Tutto nasce dai 45 minuti giocati da Svilar con la Serbia, il primo settembre del 2021, contro il Qatar in un’amichevole, tra l’altro subentrando nella ripresa al titolare Rajković. L’estremo difensore giallorosso aveva svolto l’intera trafila delle giovanili con il Belgio fino all’Under 21, lui che è nato e cresciuto ad Anversa passando dai vivai di Beerschot, GBA e Anderlecht.A suggerirgli la scelta in controtendenza fu suo padre, Ratko, ex portiere protagonista di nove partite con la vecchia Jugoslavia. Serbo lui, dunque passaporto serbo al figlio (belga).

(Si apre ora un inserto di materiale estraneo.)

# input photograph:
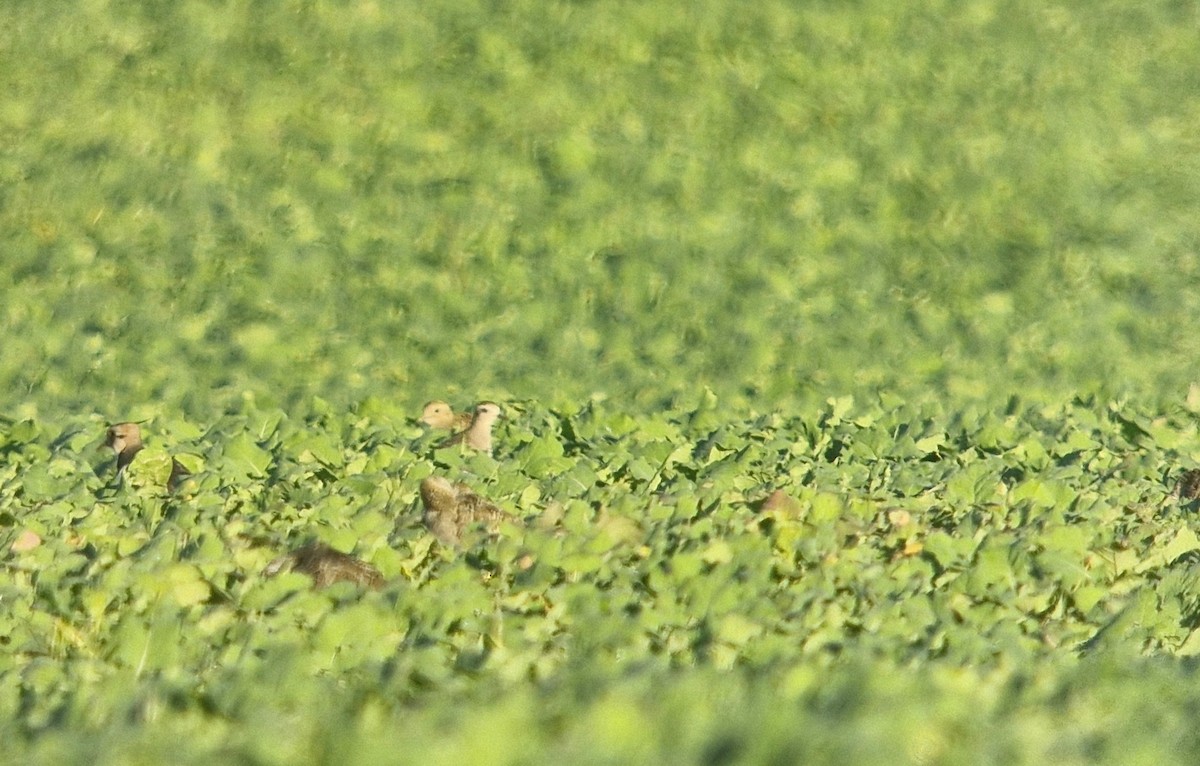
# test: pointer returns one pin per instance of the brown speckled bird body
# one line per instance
(125, 440)
(479, 434)
(451, 508)
(327, 566)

A un certo punto il ragazzo deve aver sentito di tradire le proprie origini, così ha comunicato la sua volontà di accettare solamente chiamate dalla prima madre patria. Solo che le regole, almeno formalmente, glielo impedirebbero.
Il regolamento Fifa è cambiato nel 2020: un tempo bastava una presenza in competizioni ufficiali per “bloccare” a vita qualsiasi velleità di cambiamento. Da sei anni, invece, switchare è più semplice: è necessario che il calciatore fosse in possesso del passaporto del Paese che vuole rappresentare già mentre scendeva in campo con l’altro, che l’atleta non abbia disputato più di tre gare, di cui nessuna in competizioni mondiali o continentali e che siano passati almeno tre anni dalla sfida contestata.
Il nodo, in questa fattispecie, riguarda la data del compleanno: l’ultimo punto del regolamento riguarda infatti l’impedimento per chi ha superato i 21 anni e Svilar, quell’1 settembre del 2021, ne aveva compiuti 22 da quattro giorni. Da mesi un gruppo di avvocati sta chiedendo alla Fifa di prevedere una deroga per i casi “alla Svilar”, nato in Belgio, passato dalle giovanili dei Red Devils, in possesso di tutti i requisiti ma “condannato” all’esilio per 96 ore appena.